Trees, shrubs, vines, ground covers and truf can be used to create aesthetically pleasing yet energy conserving designs. He said. A landscape that uses the sun in winter and shades the sun in summer involves three basic principles:
1) It must be designed to accept or reject solar heat when called for.
2) It must be designed to shelter outdoor areas and the structure from winds as much as possible during cold periods, but to admit and use prevailing breezes and pleasant winds during hot periods.
3) It must be designed to provide cooling and relief from high humidity.
Deciduous trees are the major plant element to use to minimize summer radiation. After the leaves drop in the fall, the warmer rays of the sun heat the building during the colder months.

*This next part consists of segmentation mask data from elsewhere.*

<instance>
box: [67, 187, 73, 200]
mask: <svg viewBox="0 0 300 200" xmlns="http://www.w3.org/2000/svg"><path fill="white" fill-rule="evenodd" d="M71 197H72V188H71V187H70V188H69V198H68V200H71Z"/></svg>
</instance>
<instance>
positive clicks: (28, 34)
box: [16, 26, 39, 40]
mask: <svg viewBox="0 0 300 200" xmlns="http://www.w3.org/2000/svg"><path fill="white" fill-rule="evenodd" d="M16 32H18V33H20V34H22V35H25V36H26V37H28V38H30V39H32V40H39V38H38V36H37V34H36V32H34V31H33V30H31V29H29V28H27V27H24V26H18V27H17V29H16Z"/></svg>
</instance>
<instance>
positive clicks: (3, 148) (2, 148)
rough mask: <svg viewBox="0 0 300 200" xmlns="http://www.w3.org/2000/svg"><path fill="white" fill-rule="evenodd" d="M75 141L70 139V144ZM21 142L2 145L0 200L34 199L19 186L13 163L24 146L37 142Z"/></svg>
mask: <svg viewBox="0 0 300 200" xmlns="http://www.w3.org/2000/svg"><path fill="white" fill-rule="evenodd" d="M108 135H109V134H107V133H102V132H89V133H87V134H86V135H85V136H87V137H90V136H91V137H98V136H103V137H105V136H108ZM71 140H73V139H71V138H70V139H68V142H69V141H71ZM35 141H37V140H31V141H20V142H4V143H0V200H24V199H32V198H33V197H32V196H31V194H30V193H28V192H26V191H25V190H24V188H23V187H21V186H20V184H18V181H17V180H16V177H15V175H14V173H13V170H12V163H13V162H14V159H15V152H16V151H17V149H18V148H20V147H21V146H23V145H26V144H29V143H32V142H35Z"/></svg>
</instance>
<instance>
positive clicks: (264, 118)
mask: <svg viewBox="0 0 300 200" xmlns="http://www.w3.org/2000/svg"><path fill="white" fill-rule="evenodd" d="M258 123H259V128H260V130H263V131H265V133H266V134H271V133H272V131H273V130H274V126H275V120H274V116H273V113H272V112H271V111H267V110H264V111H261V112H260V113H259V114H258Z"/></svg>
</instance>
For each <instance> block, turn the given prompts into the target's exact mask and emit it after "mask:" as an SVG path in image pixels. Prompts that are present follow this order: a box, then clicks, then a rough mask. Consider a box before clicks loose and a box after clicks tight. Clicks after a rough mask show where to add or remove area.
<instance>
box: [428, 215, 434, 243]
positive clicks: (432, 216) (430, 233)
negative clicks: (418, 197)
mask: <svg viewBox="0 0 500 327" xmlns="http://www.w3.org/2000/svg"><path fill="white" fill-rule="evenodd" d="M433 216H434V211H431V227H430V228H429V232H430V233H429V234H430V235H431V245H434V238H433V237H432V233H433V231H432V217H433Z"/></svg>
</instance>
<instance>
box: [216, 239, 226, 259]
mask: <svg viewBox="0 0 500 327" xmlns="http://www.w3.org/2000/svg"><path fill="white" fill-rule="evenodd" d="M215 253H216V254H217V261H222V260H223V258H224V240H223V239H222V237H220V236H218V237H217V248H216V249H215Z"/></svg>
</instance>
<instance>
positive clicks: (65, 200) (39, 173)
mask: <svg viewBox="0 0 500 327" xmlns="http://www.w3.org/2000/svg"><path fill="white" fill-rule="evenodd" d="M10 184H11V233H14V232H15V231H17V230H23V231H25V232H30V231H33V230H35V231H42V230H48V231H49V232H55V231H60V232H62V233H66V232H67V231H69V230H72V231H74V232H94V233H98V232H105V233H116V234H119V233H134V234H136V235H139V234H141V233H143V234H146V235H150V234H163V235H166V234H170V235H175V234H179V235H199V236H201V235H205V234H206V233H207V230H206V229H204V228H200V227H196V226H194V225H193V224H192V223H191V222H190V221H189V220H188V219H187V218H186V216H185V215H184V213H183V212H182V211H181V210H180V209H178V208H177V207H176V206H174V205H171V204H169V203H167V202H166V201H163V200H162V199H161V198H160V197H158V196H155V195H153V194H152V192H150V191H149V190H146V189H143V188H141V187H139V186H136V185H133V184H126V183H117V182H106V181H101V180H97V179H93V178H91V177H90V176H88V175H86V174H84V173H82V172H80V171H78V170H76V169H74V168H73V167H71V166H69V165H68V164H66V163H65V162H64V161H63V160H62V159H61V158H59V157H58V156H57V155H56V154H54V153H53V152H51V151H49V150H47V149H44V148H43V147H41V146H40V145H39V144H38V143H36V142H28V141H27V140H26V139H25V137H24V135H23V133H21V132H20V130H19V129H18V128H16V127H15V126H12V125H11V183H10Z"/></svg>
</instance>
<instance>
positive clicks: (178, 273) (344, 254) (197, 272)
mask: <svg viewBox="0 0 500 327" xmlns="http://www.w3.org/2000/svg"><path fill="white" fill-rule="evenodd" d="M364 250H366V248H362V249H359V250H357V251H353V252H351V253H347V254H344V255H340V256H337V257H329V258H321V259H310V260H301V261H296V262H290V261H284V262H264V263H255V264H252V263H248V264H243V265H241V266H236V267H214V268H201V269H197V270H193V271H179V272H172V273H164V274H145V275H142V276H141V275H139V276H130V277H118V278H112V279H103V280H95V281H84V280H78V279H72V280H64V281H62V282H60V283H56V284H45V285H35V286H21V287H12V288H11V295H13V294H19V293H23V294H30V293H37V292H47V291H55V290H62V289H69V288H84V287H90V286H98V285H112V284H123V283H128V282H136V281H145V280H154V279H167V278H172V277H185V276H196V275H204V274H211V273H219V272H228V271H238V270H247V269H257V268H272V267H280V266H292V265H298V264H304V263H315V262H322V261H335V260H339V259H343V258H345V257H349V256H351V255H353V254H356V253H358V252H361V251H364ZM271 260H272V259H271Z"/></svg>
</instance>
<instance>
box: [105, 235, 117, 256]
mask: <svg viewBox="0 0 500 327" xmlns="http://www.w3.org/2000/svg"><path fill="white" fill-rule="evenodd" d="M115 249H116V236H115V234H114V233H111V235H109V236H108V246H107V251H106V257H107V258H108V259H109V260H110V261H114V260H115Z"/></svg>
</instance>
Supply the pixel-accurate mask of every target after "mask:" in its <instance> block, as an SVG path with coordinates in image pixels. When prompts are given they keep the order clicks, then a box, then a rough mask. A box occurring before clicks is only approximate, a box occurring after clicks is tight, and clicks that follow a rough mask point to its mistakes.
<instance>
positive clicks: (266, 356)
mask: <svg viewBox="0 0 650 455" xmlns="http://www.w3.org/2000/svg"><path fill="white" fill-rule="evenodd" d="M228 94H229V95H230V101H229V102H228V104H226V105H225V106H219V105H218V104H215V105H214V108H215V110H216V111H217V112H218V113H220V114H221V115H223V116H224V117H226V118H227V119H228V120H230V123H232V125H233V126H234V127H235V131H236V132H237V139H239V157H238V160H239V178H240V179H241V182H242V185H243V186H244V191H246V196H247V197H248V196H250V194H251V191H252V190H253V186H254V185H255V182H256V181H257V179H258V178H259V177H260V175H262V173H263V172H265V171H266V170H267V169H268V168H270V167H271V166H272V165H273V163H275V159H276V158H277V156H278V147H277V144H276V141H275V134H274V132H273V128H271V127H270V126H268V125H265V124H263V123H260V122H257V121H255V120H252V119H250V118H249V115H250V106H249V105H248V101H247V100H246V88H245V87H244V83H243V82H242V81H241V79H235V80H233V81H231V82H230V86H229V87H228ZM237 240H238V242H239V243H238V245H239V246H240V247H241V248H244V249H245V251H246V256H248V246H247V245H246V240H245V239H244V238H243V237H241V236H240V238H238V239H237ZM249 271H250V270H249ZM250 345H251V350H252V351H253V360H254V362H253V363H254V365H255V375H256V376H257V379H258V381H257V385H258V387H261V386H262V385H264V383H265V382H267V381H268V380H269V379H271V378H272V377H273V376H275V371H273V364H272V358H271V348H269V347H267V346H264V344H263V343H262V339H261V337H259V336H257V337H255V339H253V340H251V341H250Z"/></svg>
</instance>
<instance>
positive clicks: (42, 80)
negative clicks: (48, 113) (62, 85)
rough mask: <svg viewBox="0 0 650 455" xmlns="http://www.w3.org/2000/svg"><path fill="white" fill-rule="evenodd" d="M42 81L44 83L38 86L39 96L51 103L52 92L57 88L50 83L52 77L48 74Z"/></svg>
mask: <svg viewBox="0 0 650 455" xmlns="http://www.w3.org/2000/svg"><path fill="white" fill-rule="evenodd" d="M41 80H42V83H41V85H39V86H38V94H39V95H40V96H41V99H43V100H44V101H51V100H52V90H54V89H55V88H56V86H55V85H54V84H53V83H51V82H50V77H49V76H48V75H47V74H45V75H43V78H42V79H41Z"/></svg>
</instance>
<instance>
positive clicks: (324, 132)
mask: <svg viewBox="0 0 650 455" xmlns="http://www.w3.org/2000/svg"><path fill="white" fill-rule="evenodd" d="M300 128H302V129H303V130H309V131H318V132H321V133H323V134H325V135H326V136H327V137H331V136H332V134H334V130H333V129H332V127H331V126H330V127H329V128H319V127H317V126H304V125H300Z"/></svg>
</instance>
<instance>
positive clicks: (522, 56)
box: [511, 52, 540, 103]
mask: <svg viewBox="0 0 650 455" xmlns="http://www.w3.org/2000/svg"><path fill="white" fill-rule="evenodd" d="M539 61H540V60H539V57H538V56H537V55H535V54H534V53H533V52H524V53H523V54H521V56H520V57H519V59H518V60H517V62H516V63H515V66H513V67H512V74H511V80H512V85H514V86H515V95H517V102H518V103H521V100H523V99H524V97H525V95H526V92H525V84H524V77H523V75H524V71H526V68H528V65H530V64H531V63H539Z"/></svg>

Evergreen trees, on the other hand, block the sun's radiation in all seasons. This precludes their use close to the house in areas where you wish to take advantage of solar heating during the cold months. Their chief value lies in breaking winds during the winter.
Shrubs along with trees can establish wind control plantings. Depending on how you arrange them, the wind can be blocked, channeled or deflected.
Vines can be both versatile and effective. They can provide overhead shade with proper structural support and reduce the amount of heat on building walls.
Ground covers and turf can modify solar radiation and reradiation. Land forms, surfacing materials and water features also make energy conserving landscapes.